Хозяин кафе не удостоил профессора ответом и лишь кивнул в нашу сторону. Человек-орангутан схватил профессора за шиворот.
"Дёма, что происходит? Ты меня не узнаешь?.. Имейте в виду, коллега известный журналист, он сделает этот случай достоянием общественности. Он вас разорит!" - кричал профессор.

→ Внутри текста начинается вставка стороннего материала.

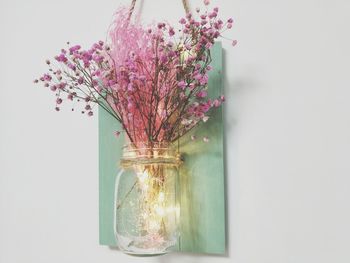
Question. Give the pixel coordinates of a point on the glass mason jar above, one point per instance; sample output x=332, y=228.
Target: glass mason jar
x=146, y=199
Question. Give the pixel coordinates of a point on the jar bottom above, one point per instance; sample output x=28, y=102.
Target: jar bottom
x=145, y=245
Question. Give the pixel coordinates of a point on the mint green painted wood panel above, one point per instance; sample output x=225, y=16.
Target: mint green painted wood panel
x=202, y=177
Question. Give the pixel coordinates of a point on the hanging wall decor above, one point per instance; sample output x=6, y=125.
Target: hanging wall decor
x=159, y=94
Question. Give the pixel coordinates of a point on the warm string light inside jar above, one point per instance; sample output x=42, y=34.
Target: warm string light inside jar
x=147, y=209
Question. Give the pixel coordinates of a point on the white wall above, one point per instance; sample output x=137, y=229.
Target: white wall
x=288, y=134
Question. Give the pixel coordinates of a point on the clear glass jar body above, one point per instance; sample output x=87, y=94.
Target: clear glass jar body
x=146, y=200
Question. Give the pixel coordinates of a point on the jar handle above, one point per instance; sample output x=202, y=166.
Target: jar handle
x=116, y=186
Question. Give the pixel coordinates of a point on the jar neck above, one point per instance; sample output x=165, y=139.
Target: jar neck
x=150, y=152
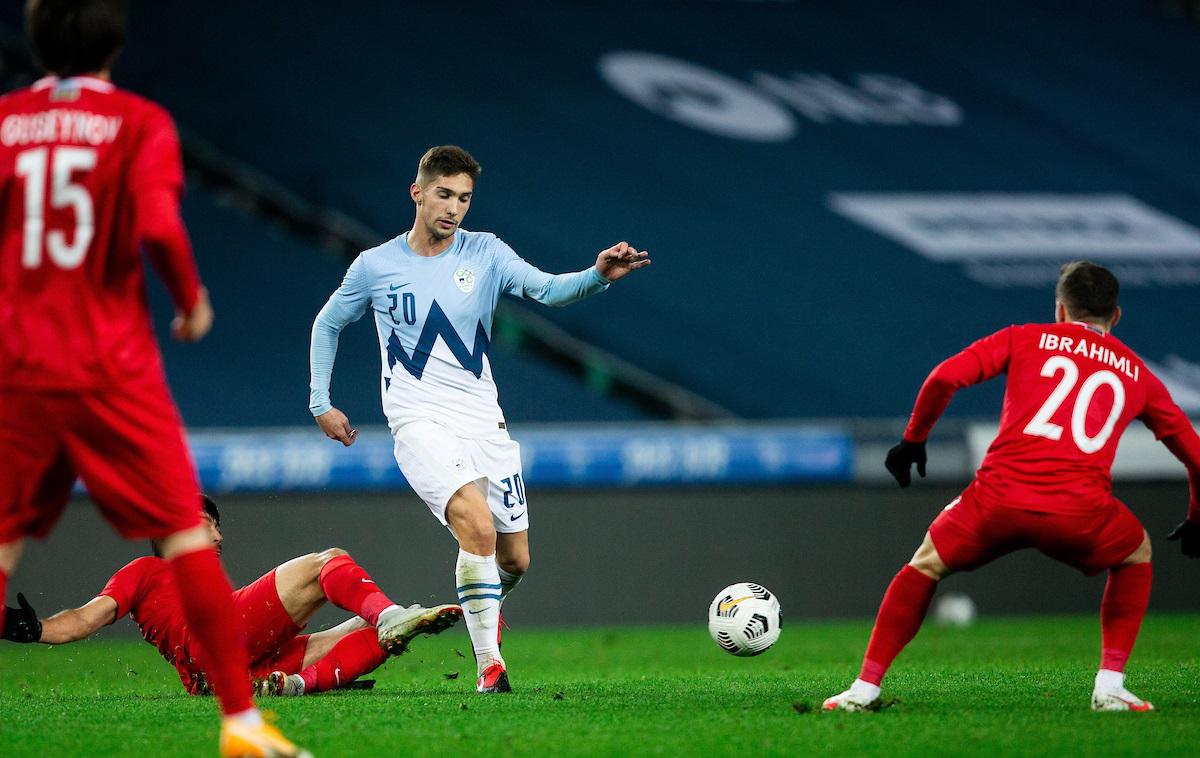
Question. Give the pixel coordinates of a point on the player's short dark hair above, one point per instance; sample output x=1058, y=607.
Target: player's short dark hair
x=72, y=37
x=1087, y=290
x=447, y=161
x=210, y=507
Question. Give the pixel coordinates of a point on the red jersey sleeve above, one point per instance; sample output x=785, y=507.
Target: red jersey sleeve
x=126, y=587
x=981, y=361
x=1173, y=427
x=156, y=179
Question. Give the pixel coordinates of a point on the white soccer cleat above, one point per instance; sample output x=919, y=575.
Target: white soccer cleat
x=399, y=626
x=277, y=684
x=1119, y=699
x=851, y=701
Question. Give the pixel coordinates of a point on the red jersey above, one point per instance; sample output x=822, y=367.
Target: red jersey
x=89, y=175
x=145, y=589
x=1072, y=391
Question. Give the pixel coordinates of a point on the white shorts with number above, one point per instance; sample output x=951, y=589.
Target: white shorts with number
x=437, y=463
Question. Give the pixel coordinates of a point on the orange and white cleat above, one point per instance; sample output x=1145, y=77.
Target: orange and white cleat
x=241, y=740
x=1119, y=699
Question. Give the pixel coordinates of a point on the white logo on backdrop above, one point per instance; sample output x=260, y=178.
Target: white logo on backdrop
x=1007, y=240
x=765, y=108
x=697, y=96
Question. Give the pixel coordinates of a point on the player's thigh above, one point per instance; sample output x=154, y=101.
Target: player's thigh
x=499, y=462
x=1093, y=542
x=435, y=462
x=969, y=533
x=264, y=620
x=36, y=475
x=130, y=451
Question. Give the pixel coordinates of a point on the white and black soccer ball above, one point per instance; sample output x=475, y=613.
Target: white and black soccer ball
x=744, y=619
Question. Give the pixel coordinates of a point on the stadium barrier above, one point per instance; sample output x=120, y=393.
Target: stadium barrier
x=630, y=456
x=645, y=455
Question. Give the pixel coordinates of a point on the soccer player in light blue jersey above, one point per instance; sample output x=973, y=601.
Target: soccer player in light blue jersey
x=433, y=292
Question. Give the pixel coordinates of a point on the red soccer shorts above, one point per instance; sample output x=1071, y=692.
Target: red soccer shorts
x=971, y=533
x=271, y=636
x=126, y=444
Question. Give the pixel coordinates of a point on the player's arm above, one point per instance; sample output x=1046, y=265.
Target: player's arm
x=23, y=625
x=345, y=306
x=1175, y=431
x=982, y=360
x=157, y=179
x=562, y=289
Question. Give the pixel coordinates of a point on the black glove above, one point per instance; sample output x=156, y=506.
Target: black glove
x=900, y=459
x=21, y=624
x=1188, y=534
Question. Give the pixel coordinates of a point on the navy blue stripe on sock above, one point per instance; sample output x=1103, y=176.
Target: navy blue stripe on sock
x=478, y=587
x=463, y=599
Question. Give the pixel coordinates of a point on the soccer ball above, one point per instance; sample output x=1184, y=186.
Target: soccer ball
x=744, y=619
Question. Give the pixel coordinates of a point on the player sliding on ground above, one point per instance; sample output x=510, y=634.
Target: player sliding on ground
x=1047, y=480
x=273, y=611
x=433, y=292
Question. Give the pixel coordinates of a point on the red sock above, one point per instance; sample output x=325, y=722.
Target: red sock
x=354, y=655
x=348, y=587
x=1126, y=597
x=900, y=615
x=207, y=597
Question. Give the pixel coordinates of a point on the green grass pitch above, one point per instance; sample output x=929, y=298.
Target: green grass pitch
x=1005, y=686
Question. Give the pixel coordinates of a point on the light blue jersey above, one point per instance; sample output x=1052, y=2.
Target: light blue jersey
x=433, y=317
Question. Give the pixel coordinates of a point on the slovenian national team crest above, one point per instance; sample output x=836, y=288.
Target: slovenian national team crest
x=465, y=280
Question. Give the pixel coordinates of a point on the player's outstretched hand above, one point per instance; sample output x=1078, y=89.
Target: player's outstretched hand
x=900, y=459
x=621, y=259
x=193, y=325
x=1188, y=535
x=336, y=426
x=22, y=624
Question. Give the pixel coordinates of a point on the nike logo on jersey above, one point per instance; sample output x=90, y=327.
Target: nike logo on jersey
x=438, y=325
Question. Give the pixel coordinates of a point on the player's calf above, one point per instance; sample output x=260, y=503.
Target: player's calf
x=399, y=626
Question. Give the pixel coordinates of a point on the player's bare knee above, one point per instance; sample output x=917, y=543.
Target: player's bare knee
x=329, y=554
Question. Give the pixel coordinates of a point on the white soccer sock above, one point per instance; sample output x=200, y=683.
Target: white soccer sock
x=508, y=582
x=1108, y=680
x=479, y=594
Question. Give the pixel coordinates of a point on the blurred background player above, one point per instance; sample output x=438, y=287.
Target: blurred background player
x=90, y=175
x=1047, y=480
x=433, y=292
x=273, y=612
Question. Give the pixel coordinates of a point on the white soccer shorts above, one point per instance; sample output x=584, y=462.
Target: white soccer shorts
x=437, y=463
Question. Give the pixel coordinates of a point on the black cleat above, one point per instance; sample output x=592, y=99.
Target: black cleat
x=493, y=679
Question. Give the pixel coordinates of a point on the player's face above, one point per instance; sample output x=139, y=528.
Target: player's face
x=214, y=533
x=442, y=204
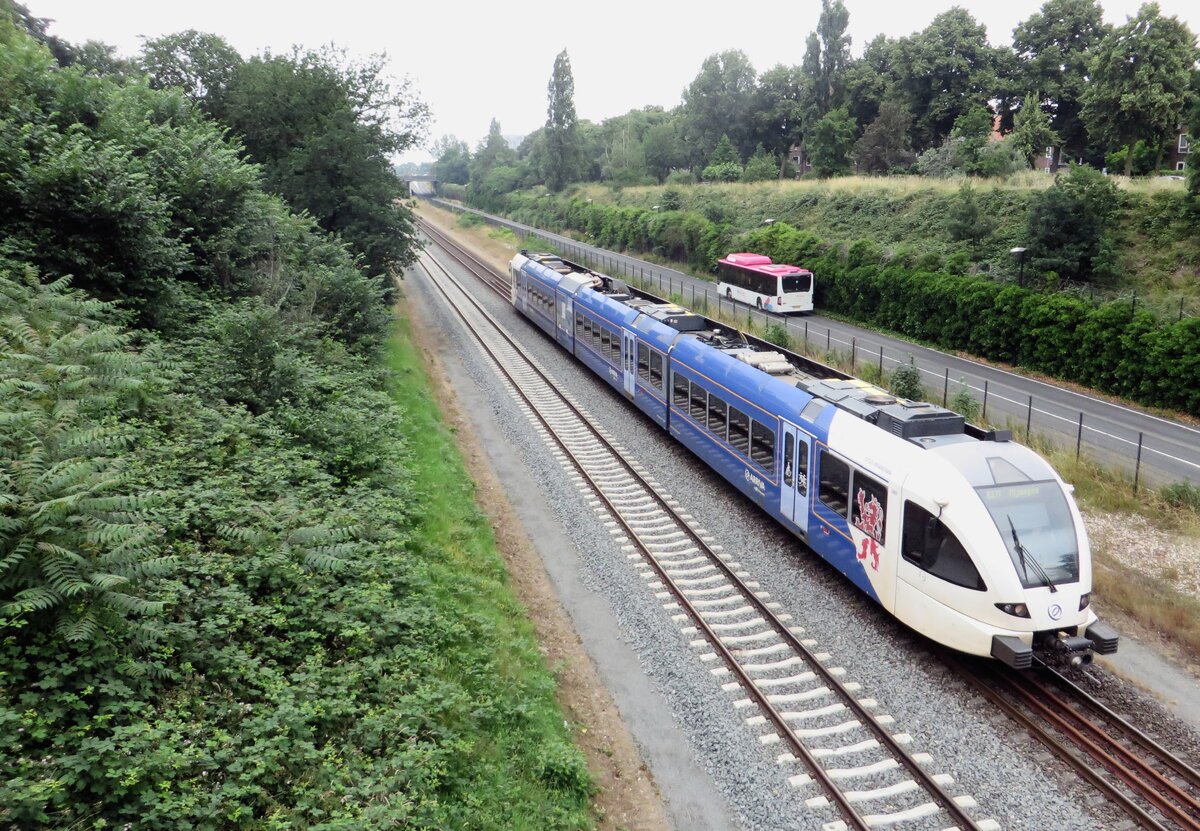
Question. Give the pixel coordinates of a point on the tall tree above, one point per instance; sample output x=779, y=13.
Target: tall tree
x=780, y=96
x=831, y=142
x=834, y=55
x=492, y=151
x=201, y=64
x=720, y=101
x=1033, y=133
x=1056, y=47
x=868, y=79
x=324, y=129
x=885, y=143
x=663, y=149
x=453, y=162
x=562, y=160
x=942, y=72
x=1141, y=79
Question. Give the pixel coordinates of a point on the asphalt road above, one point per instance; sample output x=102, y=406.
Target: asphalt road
x=1113, y=434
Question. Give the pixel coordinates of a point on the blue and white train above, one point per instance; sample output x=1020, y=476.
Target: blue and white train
x=964, y=536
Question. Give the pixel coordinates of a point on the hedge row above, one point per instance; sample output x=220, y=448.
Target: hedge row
x=1111, y=347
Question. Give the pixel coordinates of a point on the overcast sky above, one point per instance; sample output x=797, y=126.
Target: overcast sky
x=472, y=61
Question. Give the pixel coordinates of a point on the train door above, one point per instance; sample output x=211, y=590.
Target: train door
x=793, y=490
x=565, y=321
x=629, y=362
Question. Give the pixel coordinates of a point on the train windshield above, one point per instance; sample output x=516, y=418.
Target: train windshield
x=797, y=282
x=1035, y=521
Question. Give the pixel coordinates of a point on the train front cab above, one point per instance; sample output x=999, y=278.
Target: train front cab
x=957, y=584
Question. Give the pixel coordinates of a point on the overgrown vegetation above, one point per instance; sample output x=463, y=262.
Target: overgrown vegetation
x=1115, y=347
x=235, y=590
x=945, y=101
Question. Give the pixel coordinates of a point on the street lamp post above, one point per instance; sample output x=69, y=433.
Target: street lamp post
x=1020, y=264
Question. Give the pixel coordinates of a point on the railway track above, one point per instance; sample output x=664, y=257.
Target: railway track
x=1153, y=787
x=831, y=741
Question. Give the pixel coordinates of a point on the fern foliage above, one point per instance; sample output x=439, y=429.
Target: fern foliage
x=73, y=538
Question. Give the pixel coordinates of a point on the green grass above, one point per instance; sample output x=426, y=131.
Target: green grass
x=519, y=767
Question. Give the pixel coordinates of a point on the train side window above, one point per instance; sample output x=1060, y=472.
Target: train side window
x=718, y=416
x=870, y=507
x=802, y=467
x=762, y=446
x=739, y=431
x=834, y=486
x=643, y=362
x=681, y=390
x=933, y=548
x=657, y=370
x=699, y=402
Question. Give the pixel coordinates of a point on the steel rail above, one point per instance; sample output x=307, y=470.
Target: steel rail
x=940, y=795
x=1135, y=772
x=1191, y=775
x=996, y=687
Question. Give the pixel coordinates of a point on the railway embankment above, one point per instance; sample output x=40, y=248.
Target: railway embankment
x=1146, y=557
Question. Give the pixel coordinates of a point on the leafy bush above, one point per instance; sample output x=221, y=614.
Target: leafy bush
x=965, y=404
x=777, y=334
x=723, y=172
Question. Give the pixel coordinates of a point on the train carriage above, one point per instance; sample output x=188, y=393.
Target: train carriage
x=964, y=536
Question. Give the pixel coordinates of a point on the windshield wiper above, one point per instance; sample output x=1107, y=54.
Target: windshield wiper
x=1029, y=559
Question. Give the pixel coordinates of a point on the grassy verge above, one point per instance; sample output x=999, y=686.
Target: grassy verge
x=517, y=767
x=1150, y=601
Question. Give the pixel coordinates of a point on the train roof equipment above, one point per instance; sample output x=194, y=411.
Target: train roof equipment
x=925, y=424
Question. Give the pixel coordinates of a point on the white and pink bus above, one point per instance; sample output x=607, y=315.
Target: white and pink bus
x=755, y=280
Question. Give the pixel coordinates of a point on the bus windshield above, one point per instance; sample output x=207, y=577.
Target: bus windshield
x=1035, y=513
x=797, y=282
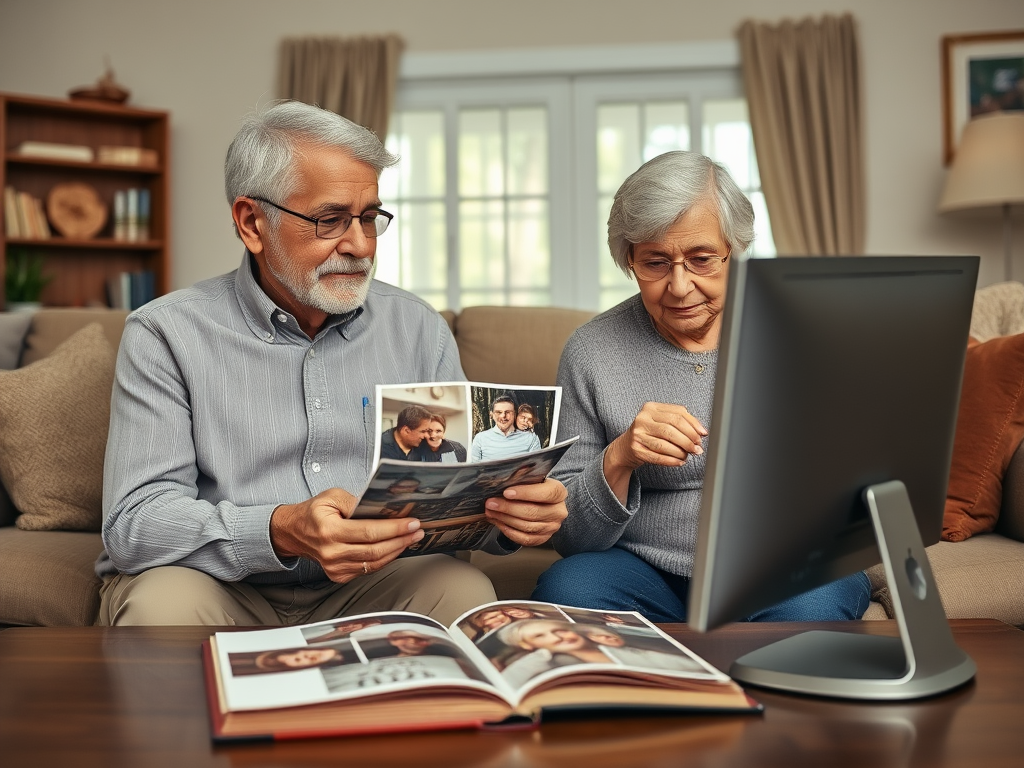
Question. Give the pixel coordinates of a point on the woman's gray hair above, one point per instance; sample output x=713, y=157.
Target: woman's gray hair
x=259, y=162
x=664, y=188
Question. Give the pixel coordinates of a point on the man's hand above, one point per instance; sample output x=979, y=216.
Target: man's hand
x=662, y=434
x=529, y=514
x=321, y=529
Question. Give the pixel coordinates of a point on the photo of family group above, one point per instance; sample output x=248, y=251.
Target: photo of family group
x=459, y=422
x=359, y=655
x=526, y=641
x=449, y=500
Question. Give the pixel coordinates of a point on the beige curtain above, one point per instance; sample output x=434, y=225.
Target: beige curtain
x=803, y=87
x=354, y=77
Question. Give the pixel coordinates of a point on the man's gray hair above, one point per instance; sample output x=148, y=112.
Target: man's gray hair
x=664, y=188
x=259, y=162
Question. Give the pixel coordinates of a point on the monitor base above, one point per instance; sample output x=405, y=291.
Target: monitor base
x=924, y=660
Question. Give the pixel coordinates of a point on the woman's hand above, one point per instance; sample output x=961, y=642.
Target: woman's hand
x=663, y=434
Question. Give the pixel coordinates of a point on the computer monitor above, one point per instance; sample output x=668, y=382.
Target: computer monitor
x=830, y=442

Никто не обратил на нас внимания.
"Кстати, чуть не забыл...- пробормотал профессор, счищая грязь с брюк. Шел дождь, и он поскользнулся, вылетая из подвальчика.- Ты лицензию получил? Я освобождаю тебя от налога. А с этой образиной мы еще разберемся".
VI
Вопреки предположению моего друга и покровителя я не только не пишу романов, но даже и не питаю интереса к этому роду искусства, во всяком случае, к изделиям нынешних романистов. И уж тем более к тому, что пишется в России. Может быть, я согласился бы кое-что прочитать, если бы мне за это заплатили. Но я хочу сказать о другом. Революция нравов лишила литературу ее наследственных владений. Ушли в прошлое многостраничные повествования о чувствах, истории встреч, надежд, неуверенности, узнавания, сближения - всё то, что должно было понемногу разжечь любопытство читателя - вплоть до решающей минуты, когда дверь спальни захлопывалась перед его носом. Спрашиваешь себя, оттого ли у современных писателей всё совершается так скоропалительно, что упростились современные нравы,- или нравы упростились оттого, что литературу перестали интересовать околичности, не имеющие отношения к "делу"?